/ 17 November 2016

FF+ leader embraces the watchdog role

FF+ spokesperson Pieter Groenewald.
FF+ spokesperson Pieter Groenewald.

Winning power in all three spheres of government will remain a dream for Pieter Groenewald, but the newly-elected Freedom Front Plus (FF+) president is content with the role the party is playing as part of the opposition.

His priorities will include the promotion of Afrikaner pride and fighting for the rights of minorities.

“We must stop the bullying of minority groups in South Africa and that is where the coloured community, for instance, is also involved. We must stop it.

“We say we have a Constitution that believes in equal rights, so I say we must start practising it and say we are all equal.
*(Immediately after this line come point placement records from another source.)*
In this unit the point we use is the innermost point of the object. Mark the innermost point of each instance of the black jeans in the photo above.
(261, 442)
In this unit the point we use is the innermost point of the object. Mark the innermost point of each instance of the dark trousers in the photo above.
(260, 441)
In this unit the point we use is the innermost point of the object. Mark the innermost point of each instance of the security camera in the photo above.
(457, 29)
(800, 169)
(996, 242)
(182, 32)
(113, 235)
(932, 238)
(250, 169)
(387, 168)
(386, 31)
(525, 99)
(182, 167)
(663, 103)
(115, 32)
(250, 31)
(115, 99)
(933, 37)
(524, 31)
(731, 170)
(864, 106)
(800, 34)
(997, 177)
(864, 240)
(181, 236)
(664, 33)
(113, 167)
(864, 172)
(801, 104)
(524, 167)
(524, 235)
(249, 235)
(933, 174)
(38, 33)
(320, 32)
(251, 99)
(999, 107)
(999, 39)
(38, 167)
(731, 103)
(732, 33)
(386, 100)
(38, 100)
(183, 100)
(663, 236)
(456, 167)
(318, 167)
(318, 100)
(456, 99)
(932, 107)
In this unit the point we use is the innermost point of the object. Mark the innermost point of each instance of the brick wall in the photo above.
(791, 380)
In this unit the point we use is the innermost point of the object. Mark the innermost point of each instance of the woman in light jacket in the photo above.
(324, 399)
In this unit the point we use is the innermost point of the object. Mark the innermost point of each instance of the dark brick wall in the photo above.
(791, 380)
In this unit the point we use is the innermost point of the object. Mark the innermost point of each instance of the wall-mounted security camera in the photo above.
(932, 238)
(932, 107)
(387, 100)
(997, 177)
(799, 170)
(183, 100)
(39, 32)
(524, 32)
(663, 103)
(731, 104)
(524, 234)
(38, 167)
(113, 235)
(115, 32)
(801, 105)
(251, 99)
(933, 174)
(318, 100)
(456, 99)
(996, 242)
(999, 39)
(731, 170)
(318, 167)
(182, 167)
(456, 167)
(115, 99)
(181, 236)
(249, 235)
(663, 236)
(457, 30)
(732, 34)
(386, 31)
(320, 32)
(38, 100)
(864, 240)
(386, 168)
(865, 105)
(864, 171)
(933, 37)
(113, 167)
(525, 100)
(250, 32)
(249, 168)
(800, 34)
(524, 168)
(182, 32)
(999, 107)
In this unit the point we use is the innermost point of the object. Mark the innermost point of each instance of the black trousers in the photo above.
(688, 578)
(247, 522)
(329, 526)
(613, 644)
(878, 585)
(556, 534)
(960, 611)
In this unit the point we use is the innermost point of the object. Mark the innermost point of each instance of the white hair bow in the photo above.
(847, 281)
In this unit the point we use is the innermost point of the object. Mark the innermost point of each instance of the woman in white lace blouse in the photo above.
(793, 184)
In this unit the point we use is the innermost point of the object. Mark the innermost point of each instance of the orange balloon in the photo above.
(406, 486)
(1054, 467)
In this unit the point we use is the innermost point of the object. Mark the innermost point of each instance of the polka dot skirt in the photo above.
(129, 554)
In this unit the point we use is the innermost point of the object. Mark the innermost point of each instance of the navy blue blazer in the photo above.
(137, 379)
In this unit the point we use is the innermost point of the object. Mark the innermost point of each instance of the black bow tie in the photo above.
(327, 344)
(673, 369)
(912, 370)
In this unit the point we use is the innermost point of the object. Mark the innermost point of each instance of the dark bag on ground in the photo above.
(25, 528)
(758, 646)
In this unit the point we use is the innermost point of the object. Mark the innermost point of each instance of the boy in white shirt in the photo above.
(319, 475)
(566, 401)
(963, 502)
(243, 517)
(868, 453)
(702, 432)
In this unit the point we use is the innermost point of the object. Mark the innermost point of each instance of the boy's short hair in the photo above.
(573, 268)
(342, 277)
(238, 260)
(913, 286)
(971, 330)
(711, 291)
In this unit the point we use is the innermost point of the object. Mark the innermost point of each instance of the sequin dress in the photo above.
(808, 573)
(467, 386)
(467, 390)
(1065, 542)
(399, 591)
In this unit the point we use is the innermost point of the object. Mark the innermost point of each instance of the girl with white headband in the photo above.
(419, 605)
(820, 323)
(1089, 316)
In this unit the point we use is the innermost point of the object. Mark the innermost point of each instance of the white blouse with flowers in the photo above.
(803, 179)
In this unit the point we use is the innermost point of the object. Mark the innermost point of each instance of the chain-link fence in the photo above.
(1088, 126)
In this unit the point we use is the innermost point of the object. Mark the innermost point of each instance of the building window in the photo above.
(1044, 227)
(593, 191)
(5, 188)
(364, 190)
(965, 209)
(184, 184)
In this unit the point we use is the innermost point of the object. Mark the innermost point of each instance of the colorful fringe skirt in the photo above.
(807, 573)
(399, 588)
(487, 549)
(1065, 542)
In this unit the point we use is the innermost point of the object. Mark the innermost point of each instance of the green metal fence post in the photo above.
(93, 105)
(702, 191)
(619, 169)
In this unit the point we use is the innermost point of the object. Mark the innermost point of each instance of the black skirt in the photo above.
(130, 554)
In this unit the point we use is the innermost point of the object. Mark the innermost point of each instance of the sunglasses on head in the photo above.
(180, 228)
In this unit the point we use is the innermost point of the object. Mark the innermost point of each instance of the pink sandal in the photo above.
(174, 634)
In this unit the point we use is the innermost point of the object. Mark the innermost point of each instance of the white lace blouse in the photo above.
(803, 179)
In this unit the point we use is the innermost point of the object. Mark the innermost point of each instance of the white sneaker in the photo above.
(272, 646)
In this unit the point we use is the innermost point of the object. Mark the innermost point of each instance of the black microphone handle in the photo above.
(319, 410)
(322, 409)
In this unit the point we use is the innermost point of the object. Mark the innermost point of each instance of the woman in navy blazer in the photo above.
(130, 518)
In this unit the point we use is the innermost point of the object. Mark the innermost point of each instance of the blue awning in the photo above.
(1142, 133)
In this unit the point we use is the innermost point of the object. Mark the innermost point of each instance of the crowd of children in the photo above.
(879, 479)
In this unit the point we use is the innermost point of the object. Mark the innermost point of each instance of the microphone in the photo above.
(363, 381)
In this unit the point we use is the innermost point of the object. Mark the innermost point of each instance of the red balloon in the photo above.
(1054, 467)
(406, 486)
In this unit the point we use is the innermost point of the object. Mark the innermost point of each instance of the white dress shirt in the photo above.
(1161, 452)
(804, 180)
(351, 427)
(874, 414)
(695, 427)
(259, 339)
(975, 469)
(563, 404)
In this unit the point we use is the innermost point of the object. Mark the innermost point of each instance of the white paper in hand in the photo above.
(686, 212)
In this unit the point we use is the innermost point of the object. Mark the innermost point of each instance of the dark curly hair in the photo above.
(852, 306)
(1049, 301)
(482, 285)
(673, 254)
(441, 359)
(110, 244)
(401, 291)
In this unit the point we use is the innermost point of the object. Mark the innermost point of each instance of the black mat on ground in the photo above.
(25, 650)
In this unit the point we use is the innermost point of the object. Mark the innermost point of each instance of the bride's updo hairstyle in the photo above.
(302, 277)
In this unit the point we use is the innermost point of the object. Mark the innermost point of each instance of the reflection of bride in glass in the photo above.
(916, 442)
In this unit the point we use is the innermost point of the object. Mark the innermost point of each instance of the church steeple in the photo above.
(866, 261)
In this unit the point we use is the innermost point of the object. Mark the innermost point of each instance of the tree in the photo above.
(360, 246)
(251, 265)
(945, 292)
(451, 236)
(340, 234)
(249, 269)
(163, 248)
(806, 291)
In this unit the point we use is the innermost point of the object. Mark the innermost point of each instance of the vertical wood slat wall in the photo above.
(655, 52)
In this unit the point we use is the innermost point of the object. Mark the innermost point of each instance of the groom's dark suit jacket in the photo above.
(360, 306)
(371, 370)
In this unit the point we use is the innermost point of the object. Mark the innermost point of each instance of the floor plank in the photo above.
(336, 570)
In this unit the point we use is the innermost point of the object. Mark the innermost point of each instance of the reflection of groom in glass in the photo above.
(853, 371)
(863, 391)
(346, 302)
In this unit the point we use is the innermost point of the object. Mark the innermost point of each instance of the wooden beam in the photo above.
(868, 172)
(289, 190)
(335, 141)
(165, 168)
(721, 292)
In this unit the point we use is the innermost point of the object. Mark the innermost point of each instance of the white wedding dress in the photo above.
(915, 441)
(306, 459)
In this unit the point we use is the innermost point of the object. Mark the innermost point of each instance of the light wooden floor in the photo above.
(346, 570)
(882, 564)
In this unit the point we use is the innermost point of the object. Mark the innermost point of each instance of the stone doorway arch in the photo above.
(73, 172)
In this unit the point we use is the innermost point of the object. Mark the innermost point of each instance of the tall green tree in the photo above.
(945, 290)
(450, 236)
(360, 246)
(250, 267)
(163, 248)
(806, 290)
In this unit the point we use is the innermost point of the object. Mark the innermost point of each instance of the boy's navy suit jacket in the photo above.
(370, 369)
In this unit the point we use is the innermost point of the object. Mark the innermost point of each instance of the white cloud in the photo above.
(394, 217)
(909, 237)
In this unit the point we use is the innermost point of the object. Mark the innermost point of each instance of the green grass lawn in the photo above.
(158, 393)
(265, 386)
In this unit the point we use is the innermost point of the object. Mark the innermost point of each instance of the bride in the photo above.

“There are some Afrikaners who say they are getting worried because they feel ashamed and everything. I say be proud to be an Afrikaner if you’re an Afrikaner. Be proud,” said Groenewald in an interview this week.

He was voted in at the party’s elective conference in Kempton Park last weekend, replacing veteran politician and former deputy minister of agriculture, forestry and fisheries Pieter Mulder, who held the position of party president for the past 15 years.

Groenewald said he would ensure that, under his leadership, the party would continue to fight for the scrapping of affirmative action.

The FF+, founded in 1994 by the former chief of the South African Defence Force, General Constand Viljoen, first proposed that affirmative action be scrapped in 2014, arguing that race targets in the public sector had already been reached and that further promotion of the policy bordered on racial discrimination and holding back minority groups.

Groenewald said affirmative action was being used by the majority to keep minorities, including coloured people, out of some jobs.

“I will endeavour to ensure that that sort of bullying must come to an end,” he said

The new FF+ leader said he wanted to see the party generate enough support to become a bigger political player and to intensify its watchdog role over corrupt leaders.

“We must end corruption because, in the end, it is destroying the whole of South Africa, which will have an effect on each and every one.”

The FF+ made significant gains during the August local government elections, winning 60 seats in several municipalities. Its support increased from 0.45% in the 2011 municipal elections to 0.77% during this year’s municipal elections.

The party won slightly more than 162 000 votes and four seats in Parliament in the 2014 national elections.

Political analyst Somadoda Fikeni believes the reason for the FF+’s growth in support in the local government elections was linked to the disillusionment of Afrikaners in the Democratic Alliance because black people are in leadership positions.

He said the FF+ strategy to promote minorities is unlikely to garner wider appeal. “For as long as you do not have prominent minority leaders in the Freedom Front Plus, for example, to say ‘we have a deputy president who is Indian’, then it won’t have an appeal. Their essence is to preserve the Afrikaner.”